Letters and Blogs

Updated: 2007-06-12 07:09

Closing the gap

Comment on "Chongqing, Chengdu to pilot reform" (China Daily, June 11)

China is a large nation with many different people in different locations and with different backgrounds.

China should test out multiple methods and see which method works to create communities where everyone has at least a minimum standard of living that is not too low.

Kuan

On China Daily website

A different angle

Comment on "Noble thoughts of an Economics Nobel laureate" (China Daily, June 11)

Michael Spence is only one of the many economists who look at China's economic growth from a different angle.

Opinions naturally differ depending on how you look at China's economic development with regard to China's political, social and environmental conditions.

The global economy is very fluid, changing all the time. Conditions that favor China's present economic growth may not be there as world conditions change.

Ah Q

On China Daily website

Inflation realities

Comment on "Inflationary pressure picks up in May" (China Daily, June 11)

I don't know what inflation is, but I do know the soaring price of food has badly influenced the life of every ordinary person in China. However, these trash economists in China say that the increase is so low that it doesn't heavily influence the life of the people.

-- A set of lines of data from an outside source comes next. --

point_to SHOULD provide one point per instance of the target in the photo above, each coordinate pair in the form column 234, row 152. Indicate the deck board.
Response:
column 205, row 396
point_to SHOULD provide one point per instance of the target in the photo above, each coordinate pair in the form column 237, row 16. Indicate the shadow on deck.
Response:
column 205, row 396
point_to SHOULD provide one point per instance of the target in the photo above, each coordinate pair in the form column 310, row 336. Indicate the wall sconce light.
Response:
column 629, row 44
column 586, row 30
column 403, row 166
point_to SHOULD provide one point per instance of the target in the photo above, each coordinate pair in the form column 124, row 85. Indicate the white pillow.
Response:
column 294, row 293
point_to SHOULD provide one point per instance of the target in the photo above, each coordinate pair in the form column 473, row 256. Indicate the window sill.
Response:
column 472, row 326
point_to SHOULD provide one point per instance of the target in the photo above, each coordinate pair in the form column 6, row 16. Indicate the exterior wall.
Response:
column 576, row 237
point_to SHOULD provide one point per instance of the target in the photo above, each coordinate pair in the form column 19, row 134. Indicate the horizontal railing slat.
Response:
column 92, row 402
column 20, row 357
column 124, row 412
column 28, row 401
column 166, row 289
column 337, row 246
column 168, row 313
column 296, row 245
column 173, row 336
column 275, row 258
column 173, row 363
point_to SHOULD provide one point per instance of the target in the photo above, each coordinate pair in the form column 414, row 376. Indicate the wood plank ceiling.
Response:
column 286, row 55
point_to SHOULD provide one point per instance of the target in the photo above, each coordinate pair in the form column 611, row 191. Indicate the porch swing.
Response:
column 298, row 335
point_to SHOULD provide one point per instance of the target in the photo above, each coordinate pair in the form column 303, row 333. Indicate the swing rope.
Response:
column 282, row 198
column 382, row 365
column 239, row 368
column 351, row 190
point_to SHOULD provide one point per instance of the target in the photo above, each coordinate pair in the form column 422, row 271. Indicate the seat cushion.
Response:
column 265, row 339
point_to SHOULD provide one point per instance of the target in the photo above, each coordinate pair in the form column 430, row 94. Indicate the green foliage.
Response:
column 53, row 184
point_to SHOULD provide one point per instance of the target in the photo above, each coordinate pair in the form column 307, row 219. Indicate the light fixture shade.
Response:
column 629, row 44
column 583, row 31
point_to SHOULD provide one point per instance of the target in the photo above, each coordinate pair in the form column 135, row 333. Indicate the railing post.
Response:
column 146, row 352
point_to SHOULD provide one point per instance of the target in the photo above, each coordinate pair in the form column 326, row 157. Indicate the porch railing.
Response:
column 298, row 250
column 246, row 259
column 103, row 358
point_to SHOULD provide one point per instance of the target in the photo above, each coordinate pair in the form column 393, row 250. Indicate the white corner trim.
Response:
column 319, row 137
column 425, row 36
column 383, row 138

I strongly suggest that the so-called economists make a necessary and accurate investigation before they speak.

Furthermore, I hope that these trash economists will respect the fact of soaring prices and provide accurate advice to our government. Only by doing that can they be real economists.

A Chinese Man

On China Daily website

Pork price lessons

Comment on "Runaway inflation not likely from pork rise" (China Daily, June 4)

After a series of controls, such as increasing the supply of pork, pork prices are no longer rising but our thinking must not stop.

Long before the increase in the price of pork, information indicated that the pork supply would be reduced despite sustained growth in the demand for pork.

If the government had attached importance to this information and taken timely measures, actively guiding and supporting farmers to expand the scale of pig farming, the increase in the price of pork might have been avoided.

For pork market supply and demand, farmers can only obtain vague information from informal channels, so they are not able to accurately adjust pork production in a timely fashion.

The recent increase in the price of pork offers much food for thought. The ability of government departments to grasp information and forecast the market and strengthen guidance to farmers still needs much improvement.